In this Japanese study, researchers gave a short cognitive test to patients with several types of dementia — 125 with Alzheimer’s Disease (AD), 4 with AD plus vascular dementia, 8 with amnestic MCI (mild cognitive impairment), 34 with dementia with Lewy bodies (DLB), 8 with progressive supranuclear palsy (PSP), and 6 with vascular dementia.
While they were giving the test, they noted the “incidence and severity” of the “head-turning sign” (HTS) — whether the patient turned his/her head to look at the caregiver for help. They were trying to determine if this “sign” is unique to (specific to) Alzheimer’s Disease.
“HTS [head-turning sign] can be a clinical marker of AD and aMCI, and may represent a type of excuse behavior as well as a sign of dependency on and trust in the caregivers.”
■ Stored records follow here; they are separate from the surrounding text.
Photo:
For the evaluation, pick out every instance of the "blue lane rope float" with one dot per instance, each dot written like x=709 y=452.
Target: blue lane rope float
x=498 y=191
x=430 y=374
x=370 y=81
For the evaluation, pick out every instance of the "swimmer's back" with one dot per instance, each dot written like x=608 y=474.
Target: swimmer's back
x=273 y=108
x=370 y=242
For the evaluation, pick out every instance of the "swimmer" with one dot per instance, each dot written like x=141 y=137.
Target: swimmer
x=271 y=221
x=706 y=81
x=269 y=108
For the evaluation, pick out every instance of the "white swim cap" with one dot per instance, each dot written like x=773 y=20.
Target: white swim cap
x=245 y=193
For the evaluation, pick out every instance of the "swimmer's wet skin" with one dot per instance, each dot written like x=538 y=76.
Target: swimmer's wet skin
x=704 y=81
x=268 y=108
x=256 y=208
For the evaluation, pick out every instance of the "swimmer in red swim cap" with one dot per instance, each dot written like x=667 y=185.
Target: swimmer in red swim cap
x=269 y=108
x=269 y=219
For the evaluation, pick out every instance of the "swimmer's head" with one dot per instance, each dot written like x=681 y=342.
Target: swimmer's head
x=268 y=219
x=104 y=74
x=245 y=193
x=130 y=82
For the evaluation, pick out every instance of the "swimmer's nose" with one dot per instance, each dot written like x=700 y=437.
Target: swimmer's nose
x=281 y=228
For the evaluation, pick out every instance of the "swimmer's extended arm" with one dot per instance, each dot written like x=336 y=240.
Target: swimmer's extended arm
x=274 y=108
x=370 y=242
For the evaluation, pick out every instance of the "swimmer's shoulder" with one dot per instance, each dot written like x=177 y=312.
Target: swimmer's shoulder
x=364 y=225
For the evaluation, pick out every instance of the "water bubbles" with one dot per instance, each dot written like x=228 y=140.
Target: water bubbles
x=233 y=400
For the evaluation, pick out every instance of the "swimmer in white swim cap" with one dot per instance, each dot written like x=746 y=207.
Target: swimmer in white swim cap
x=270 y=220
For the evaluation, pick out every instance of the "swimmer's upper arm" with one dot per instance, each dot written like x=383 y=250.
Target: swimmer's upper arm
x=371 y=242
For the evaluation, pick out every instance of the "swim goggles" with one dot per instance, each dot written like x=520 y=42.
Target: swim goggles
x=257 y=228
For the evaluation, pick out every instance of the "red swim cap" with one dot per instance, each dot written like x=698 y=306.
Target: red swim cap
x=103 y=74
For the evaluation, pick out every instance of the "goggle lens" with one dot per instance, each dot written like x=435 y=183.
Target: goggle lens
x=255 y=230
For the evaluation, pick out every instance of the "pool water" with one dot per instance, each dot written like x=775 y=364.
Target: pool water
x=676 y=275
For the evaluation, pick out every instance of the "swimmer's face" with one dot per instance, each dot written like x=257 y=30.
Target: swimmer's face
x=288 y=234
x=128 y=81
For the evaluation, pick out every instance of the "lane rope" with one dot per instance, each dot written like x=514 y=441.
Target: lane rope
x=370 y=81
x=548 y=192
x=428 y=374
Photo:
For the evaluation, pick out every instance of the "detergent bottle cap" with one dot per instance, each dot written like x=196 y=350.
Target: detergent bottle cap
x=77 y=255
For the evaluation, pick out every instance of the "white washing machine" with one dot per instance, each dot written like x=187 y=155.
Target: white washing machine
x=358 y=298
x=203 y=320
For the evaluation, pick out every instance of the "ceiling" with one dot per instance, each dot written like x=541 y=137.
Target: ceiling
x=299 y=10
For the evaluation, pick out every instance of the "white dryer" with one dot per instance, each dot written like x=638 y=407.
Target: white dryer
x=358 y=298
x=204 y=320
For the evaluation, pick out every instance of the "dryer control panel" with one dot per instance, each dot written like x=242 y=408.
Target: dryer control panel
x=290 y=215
These sorts of studies seem so hokey to me, particularly given the diagnostic accuracy of all of these dementing disorders. (Actually, the dementing form of PSP, which is the disease my father had — autopsy-confirmed — has the highest accuracy of these dementias listed.)
You can read the full article online at no charge, if you are interested. I’ve copied the abstract below.
www.ncbi.nlm.nih.gov/pmc/articles/PMC3246279/ –> the full article is available at no charge here
Dementia and Geriatric Cognitive Disorders Extra. 2011 Jan;1(1):310-7. Epub 2011 Oct 11.
Can the ‘head-turning sign’ be a clinical marker of Alzheimer’s disease?
Fukui T, Yamazaki T, Kinno R.
Division of Neurology, Department of Internal Medicine, Showa University Northern Yokohama Hospital, Yokohama, Japan.
To investigate the incidence and severity of the ‘head-turning sign’ (HTS), i.e. turning the head back to the caregiver(s) for help, in patients with various dementias and discuss its clinical specificity in Alzheimer’s disease (AD).
WE INVESTIGATED THE INCIDENCE AND SEVERITY OF HTS WHILE ADMINISTERING A SHORT COGNITIVE TEST (THE REVISED HASEGAWA DEMENTIA RATING SCALE: HDSR) in outpatients with AD [125 patients, including 4 with AD + vascular dementia (VaD)], 8 with amnestic mild cognitive impairment (aMCI), 34 with dementia with Lewy bodies (DLB), 8 with progressive supranuclear palsy (PSP) and 6 with VaD.
Significant differences were found among the 5 disease groups in the incidence and severity of HTS, and HDSR scores. Given the significant differences between AD and DLB in post hoc analyses, patients were dichotomized into AD-related (AD and aMCI) and AD-nonrelated (PSP, DLB and VaD) groups. Both incidence (41 vs. 17%, p = 0.002) and severity of HTS (0.80 ± 1.13 vs. 0.21 ± 0.60, p = 0.001) were significantly higher in the AD-related group, while average age and HDSR scores were comparable between both groups. AD-related disease, female gender and low HDSR score contributed significantly to the occurrence and severity of HTS.
HTS can be a clinical marker of AD and aMCI, and may represent a type of excuse behavior as well as a sign of dependency on and trust in the caregivers.